Bidirectional User Throughput Maximization Based on Feedback Reduction in LiFi Networks

TL;DR

This paper proposes feedback reduction techniques for LiFi networks, leveraging the static optical channel to enhance bidirectional throughput by minimizing feedback without sacrificing performance.

Contribution

It introduces two novel feedback reduction schemes for LiFi networks and derives the optimal update interval to maximize user throughput.

Findings

Proposed schemes outperform one-bit and full-feedback methods in throughput.

Optimal update interval significantly improves bidirectional user throughput.

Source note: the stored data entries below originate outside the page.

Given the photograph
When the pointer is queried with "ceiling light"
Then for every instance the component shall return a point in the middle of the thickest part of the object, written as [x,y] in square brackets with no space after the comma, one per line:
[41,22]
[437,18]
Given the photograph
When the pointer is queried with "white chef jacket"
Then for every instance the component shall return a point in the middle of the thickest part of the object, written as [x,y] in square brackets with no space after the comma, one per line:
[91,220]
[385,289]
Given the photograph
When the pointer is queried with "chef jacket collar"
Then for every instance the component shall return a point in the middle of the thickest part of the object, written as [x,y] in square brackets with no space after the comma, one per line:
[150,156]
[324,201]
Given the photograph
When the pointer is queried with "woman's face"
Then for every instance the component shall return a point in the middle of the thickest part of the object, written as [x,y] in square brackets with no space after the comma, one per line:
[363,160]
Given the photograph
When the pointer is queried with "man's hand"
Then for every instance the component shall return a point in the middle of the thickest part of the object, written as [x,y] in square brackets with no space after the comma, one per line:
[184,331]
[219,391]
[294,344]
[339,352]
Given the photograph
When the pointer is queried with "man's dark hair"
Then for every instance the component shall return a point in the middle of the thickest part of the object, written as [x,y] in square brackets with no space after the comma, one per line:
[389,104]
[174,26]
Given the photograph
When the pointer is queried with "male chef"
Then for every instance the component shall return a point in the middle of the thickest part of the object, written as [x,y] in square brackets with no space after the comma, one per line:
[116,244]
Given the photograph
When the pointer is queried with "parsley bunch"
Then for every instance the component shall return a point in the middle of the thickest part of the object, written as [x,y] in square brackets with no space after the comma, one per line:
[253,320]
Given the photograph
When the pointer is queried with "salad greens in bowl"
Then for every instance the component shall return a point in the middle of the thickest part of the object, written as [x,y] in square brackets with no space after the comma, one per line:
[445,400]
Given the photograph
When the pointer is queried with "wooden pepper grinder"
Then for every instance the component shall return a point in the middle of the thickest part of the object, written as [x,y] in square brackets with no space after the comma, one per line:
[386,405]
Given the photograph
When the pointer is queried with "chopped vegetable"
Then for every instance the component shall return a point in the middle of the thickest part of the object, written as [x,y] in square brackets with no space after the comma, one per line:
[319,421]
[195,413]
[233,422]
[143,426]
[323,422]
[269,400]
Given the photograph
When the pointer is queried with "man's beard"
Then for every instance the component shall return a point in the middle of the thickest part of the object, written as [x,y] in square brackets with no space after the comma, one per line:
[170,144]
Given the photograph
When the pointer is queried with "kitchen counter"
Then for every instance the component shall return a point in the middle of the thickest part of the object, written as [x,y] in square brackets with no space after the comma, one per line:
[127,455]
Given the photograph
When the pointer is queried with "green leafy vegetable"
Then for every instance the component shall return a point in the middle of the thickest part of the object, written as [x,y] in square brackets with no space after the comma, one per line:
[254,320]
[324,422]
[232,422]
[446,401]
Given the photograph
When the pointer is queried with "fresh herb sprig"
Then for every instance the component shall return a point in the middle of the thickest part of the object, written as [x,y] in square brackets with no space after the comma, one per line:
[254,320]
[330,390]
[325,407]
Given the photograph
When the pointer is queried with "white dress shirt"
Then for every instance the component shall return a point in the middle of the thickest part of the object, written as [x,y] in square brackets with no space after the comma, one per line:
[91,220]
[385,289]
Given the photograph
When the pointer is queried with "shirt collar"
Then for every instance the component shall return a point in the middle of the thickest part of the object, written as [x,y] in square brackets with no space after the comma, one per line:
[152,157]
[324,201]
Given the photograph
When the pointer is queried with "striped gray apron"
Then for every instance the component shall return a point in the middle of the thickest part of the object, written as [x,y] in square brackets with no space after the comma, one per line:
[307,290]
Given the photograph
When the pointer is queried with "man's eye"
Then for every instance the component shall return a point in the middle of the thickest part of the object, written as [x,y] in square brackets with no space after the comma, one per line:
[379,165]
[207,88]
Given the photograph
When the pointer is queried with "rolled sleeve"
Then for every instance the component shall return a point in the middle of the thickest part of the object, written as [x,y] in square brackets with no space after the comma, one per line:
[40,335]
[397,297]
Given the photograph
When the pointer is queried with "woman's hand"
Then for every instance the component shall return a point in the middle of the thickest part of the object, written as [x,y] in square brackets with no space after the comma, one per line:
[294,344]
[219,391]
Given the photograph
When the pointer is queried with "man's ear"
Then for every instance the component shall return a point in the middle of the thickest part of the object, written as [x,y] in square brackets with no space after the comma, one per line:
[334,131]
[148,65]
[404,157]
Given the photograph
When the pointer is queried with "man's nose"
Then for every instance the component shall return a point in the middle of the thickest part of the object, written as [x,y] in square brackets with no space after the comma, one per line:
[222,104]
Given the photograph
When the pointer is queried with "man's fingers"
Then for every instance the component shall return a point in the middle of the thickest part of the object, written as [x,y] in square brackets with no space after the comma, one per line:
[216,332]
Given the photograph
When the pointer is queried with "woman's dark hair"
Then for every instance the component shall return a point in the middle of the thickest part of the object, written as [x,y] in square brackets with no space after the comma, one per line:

Feedback reduction maintains high performance with less overhead.

Abstract

Channel adaptive signalling, which is based on feedback, can result in almost any performance metric enhancement. Unlike the radio frequency (RF) channel, the optical wireless communications (OWCs) channel is fairly static. This feature enables a potential improvement of the bidirectional user throughput by reducing the amount of feedback. Light-Fidelity (LiFi) is a subset of OWCs, and it is a bidirectional, high-speed and fully networked wireless communication technology where visible light and infrared are used in downlink and uplink respectively. In this paper, two techniques for reducing the amount of feedback in LiFi cellular networks are proposed, i) Limited-content feedback (LCF) scheme based on reducing the content of feedback information and ii) Limited-frequency feedback (LFF) based on the update interval scheme that lets the receiver to transmit feedback information after some data frames transmission. Furthermore, based on the random waypoint (RWP) mobility model, the optimum update interval which provides maximum bidirectional user equipment (UE) throughput, has been derived. Results show that the proposed schemes can achieve better average overall throughput compared to the benchmark one-bit feedback and full-feedback mechanisms.